Ethical principles to reduce risk, build trust and speed up AI decisions

Ethical principles to reduce risk, build trust and speed up AI decisions case Digivisio

Solita partnered with Digivisio to define ethical principles for responsible data and AI use in their programme. The goal was to create principles that could function as a shared reference point for decisions, design choices, governance and everyday implementation as Digivisio’s data strategy took form. 

For the higher education community, it was essential to agree on ethical principles before adopting AI tools. This wasn’t only about avoiding risks, but also about the desire to build future‑proof solutions aimed at creating positive impact.

Heini-Maari Kemppainen Project Manager, Design Team Lead, CSC

Ethics as infrastructure

Ethical deliberation is also a productivity tool: it reduces avoidable rework by surfacing constraints early, and it speeds up everyday decisions by giving teams a shared rulebook for “can we do this?” It also lowers governance overhead by making choices easier to justify, document and revisit.

We began by grounding the work in Digivisio’s own value base. First, we reviewed existing materials and commitments: how values are defined, and how those values already show up in goal-setting and practice. We then expanded that foundation by introducing values and perspectives from the field of technology ethics and responsible AI best practice, alongside emerging regulatory requirements for trustworthy AI in the EU. In particular, the EU AI Act, together with related data protection and digital regulation, served as an important reference point. It was a checklist to be complied with, but also a signal of where expectations of responsibility, transparency and accountability are concretely moving. These frameworks bring into focus concerns that are often deferred until systems are already in use, at which point accountability becomes urgent and corrective action far more costly.

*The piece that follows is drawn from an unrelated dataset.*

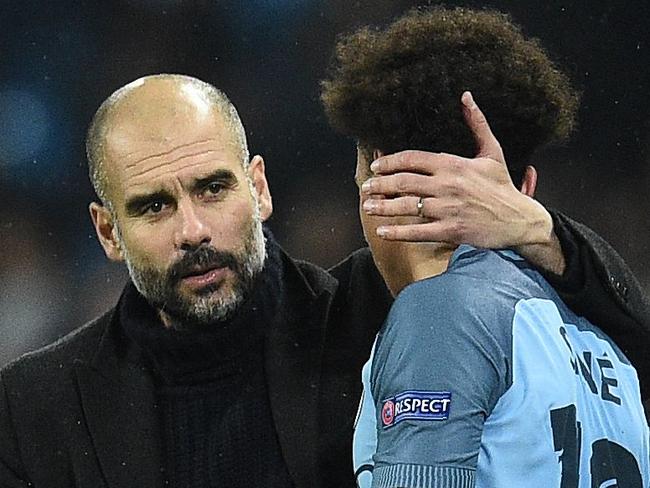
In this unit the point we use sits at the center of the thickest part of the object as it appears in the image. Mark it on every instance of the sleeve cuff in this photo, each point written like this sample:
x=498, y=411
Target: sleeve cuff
x=419, y=476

From there, the work moved from values on paper to values under pressure. Together with Digivisio’s teams, we unpacked what responsibility means specifically in the context of data and AI use: what needs protection, what needs visibility, what needs boundaries, and where trade-offs are most likely to surface – not by pushing these principles into immediate action, but by giving space to critique, evaluation, and iteration until the principles could land with meaning in their own contexts. Also, the network of Finnish higher education institutions was invited to comment on and contribute to these principles through a feedback process.

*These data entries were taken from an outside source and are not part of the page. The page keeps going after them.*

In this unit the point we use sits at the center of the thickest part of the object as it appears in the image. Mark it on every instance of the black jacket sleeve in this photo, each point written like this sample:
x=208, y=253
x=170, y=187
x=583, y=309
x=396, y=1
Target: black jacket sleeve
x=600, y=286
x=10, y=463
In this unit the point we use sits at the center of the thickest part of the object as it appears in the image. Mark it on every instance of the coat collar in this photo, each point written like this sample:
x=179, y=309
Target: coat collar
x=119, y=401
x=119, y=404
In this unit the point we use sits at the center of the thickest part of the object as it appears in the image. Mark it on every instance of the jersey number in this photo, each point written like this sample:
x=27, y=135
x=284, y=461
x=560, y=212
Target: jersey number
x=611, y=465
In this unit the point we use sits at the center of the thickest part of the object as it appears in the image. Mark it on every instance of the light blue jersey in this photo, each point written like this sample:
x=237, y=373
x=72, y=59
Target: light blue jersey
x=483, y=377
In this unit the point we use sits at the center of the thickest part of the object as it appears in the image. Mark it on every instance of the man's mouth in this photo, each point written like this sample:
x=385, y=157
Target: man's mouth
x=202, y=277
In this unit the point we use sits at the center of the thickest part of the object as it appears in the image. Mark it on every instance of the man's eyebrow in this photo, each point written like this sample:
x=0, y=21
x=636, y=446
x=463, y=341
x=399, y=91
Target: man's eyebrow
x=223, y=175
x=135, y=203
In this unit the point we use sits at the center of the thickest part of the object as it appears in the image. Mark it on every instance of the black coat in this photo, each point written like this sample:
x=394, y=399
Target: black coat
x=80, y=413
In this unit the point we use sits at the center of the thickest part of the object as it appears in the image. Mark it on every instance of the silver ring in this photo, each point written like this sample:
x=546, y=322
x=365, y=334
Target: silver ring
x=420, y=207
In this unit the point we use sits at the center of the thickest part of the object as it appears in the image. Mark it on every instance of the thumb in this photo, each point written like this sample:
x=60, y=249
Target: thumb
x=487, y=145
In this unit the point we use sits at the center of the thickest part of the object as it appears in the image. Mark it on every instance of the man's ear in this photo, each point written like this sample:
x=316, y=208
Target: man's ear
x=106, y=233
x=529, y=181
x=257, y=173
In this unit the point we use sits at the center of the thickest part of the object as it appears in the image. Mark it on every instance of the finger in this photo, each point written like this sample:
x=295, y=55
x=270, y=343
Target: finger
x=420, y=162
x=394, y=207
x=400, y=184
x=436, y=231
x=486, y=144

In parallel, we engaged Digivisio’s target groups through qualitative interviews with students and other learner communities for a grounded ethics approach to articulate the conditions under which data- and AI-enabled services can be defined as trustworthy, legitimate and worth engaging with. A central outcome of this work was the identification of two key design drivers for responsible data- and AI-enabled learning services:

  • Supporting learners’ ability to understand, make sense of and orient themselves within data-driven systems

  • Safeguarding learners’ agency and sense of control over how data and AI shape their learning paths

We then analysed the full set of inputs as a whole: needs, friction points, risks and the practical problems the principles had to help solve. Finally, through visualised drafts and iterative refinement, the principles were shaped into a coherent set and written as part of Digivisio’s data strategy work. 

Malin
Data and AI don’t become ‘responsible’ because someone adds an ethics slide at the end. If anything, that’s when things usually go wrong, because the hard questions were never allowed to shape the work in the first place. Instead, you need to center the voices and realities of people affected as the foundation.

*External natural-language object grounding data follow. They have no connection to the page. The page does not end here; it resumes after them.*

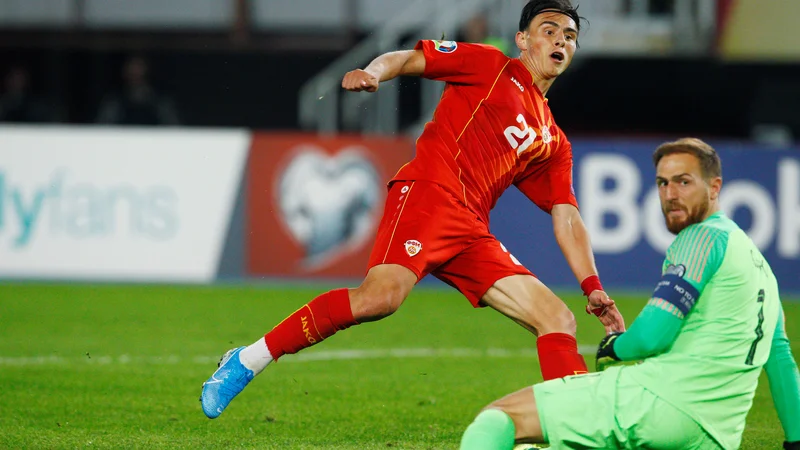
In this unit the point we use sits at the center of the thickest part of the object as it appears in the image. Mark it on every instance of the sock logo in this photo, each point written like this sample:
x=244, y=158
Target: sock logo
x=306, y=331
x=413, y=247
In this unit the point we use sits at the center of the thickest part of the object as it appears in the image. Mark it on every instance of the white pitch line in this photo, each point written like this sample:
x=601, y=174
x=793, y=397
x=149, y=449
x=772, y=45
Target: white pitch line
x=313, y=356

Antti Rannisto Insight Lead, Solita

Responsible AI is a team sport

The work was done through broad participation and collaboration, including:

  • Learner communities as end-users of Digivisio’s services
  • Design Leads working hands-on with how values translate into service design
  • Programme Leads ensuring principles connect to programme-level governance and direction
  • Participants across the wider Digivisio team in workshops bringing practical perspectives from implementation, coordination and everyday decision-making

The work was delivered by a multidisciplinary Solita team with expertise in critical AI studies and social implications of emerging technologies, AI strategy and development, as well as AI governance and technology law. This mix was required to ensure ethical, legal, social and technical realities were handled together, the way Digivisio’s programme will encounter them in the real world. 

Going forward, the ethical principles will guide us when planning the next phase of the Digivisio programme. They will act behind the technology choices, governance models and build trust between stakeholders.